Hmmmm.. how to put this the best way:
First you have over 2x the gross output of the tubes. This can be good or bad depending on other factors.. i.e use of CO2 or other carbon sources, amount of care and types of plants..
That said, the programming allows you to match the tube output (set output at like 30%)

After that you have the benefit of a more "natural" presentation.. i.e gradual on and off..

Calling any of this a "benefit" is a bit questionable.. BUT it is a nice addition to static shotgun approach to lighting..
No surprise that I favor the "control" aspect of the lighting..

That said,, There still is no spectrum control and a lack of diverse colored diodes..


----------



## KLove93 (Jun 15, 2017)

thanks for the reply, ive never had a lot of luck with planting in the past more than likely due to my impatience/inexperience/lack of nutrients, but i feel like im ready for the challenge now and im willing to give it everything ive got  i thought the LED's might be better off than the T5's one of the things i really like about them is the massive amount of control and being able to set up lighting periods and have a more natural transition between lighting periods, then again i could just save myself £70 and just get the LED unit its self without the control if i really wanted. 

im planning for a nutrient rich substrate, i was looking at ADA's range of substrate but its quite costly, i will probably dose regular with ferts/some kind of liquid carbon and use root tabs if required as i dont think im ready to set up a full blown Co2 system yet. but i want to give the plants the best chance i can to be healthy. 

just out of interest, what would you do for lighting in a lido 120? im looking for ideas to improve on the two T5's if you have any ideas or some suggestions that you think would work out better than the T5's/Helialux LED id love to know


----------



## jeffkrol (Jun 5, 2013)

Have you considered the jewel retrofit led's
https://www.aquasabi.com/aquascaping-wiki/lightning/juwel-led-aquarium-lighting-with-daytime-leds

Lumen rating is about the same as the t5's but due to geometry it should create more PAR for the tank..
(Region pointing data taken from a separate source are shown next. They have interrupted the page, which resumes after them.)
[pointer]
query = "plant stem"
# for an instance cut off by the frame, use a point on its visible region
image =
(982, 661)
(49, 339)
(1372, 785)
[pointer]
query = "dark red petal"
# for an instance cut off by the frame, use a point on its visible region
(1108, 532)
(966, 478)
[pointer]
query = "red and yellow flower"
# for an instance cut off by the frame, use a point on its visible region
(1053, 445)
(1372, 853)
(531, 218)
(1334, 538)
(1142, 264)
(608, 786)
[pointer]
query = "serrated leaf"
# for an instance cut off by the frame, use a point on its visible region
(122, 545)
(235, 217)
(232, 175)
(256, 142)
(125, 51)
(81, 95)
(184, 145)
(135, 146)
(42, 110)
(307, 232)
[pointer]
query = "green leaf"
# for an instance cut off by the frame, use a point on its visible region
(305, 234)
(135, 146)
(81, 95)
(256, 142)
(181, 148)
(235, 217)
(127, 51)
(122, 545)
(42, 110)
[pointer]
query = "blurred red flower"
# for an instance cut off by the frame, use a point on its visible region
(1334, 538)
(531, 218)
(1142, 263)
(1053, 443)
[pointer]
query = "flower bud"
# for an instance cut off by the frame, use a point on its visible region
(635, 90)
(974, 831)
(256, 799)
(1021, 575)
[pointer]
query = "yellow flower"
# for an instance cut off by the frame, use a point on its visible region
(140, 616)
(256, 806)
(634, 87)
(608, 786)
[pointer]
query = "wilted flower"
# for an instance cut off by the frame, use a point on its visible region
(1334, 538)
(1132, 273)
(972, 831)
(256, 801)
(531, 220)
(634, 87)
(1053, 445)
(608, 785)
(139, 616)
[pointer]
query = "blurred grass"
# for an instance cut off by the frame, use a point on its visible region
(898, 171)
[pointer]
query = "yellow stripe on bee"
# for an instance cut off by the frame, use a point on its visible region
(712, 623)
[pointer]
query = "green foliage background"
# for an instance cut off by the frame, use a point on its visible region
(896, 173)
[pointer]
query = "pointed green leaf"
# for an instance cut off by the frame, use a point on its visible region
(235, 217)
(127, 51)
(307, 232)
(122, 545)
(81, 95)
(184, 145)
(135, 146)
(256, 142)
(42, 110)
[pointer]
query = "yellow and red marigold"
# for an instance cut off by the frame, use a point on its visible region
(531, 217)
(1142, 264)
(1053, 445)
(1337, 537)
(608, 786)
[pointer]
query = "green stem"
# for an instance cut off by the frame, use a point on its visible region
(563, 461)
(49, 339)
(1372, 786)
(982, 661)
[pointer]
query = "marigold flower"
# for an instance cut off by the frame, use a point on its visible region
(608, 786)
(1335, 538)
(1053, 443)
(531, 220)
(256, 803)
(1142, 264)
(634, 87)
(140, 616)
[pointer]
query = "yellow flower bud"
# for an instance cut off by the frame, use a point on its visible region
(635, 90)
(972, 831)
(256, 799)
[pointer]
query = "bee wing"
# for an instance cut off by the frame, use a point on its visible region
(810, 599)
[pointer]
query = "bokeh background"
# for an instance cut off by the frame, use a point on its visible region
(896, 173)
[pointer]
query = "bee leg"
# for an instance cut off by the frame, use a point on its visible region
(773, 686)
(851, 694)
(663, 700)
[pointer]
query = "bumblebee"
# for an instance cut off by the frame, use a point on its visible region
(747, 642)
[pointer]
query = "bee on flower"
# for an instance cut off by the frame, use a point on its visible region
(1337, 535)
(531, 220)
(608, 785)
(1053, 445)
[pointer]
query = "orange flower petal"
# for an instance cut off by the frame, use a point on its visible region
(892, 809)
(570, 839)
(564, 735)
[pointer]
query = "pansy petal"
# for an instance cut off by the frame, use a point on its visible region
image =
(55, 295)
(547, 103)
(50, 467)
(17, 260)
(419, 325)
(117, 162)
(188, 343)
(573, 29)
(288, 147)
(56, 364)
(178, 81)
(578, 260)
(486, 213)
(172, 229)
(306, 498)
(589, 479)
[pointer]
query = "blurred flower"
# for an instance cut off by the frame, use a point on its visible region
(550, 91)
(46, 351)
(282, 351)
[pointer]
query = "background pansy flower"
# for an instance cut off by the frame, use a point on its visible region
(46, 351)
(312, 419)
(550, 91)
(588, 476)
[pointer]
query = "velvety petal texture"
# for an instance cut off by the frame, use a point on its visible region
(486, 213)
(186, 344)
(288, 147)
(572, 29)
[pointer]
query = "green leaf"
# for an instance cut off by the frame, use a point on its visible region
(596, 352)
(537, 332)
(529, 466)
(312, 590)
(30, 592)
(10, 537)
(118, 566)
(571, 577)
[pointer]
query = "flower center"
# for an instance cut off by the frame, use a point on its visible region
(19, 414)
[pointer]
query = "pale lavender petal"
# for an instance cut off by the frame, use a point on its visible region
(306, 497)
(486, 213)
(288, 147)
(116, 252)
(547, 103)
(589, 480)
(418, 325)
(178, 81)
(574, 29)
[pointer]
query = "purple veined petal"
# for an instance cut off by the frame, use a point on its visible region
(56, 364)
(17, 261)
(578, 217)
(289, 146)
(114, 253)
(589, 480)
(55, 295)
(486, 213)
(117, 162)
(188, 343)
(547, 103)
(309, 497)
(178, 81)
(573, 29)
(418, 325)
https://www.aquasabi.com/aquascaping-wiki/lightning/juwel-led-aquarium-lighting-with-daytime-leds

Well I looked over the retrofit kits a bit and run 12V constant voltage..
So it "looks" like you could add a TC-420 for full automation..

Had to break the cost down a bit for fun..

3600 lumens, 2 10W pucks, power supply and conversion rail
$165.60 Euros
Add $ 30 US for a tc-420

BTW: Any 12V power supply will work.. will need to work on plugs though..


----------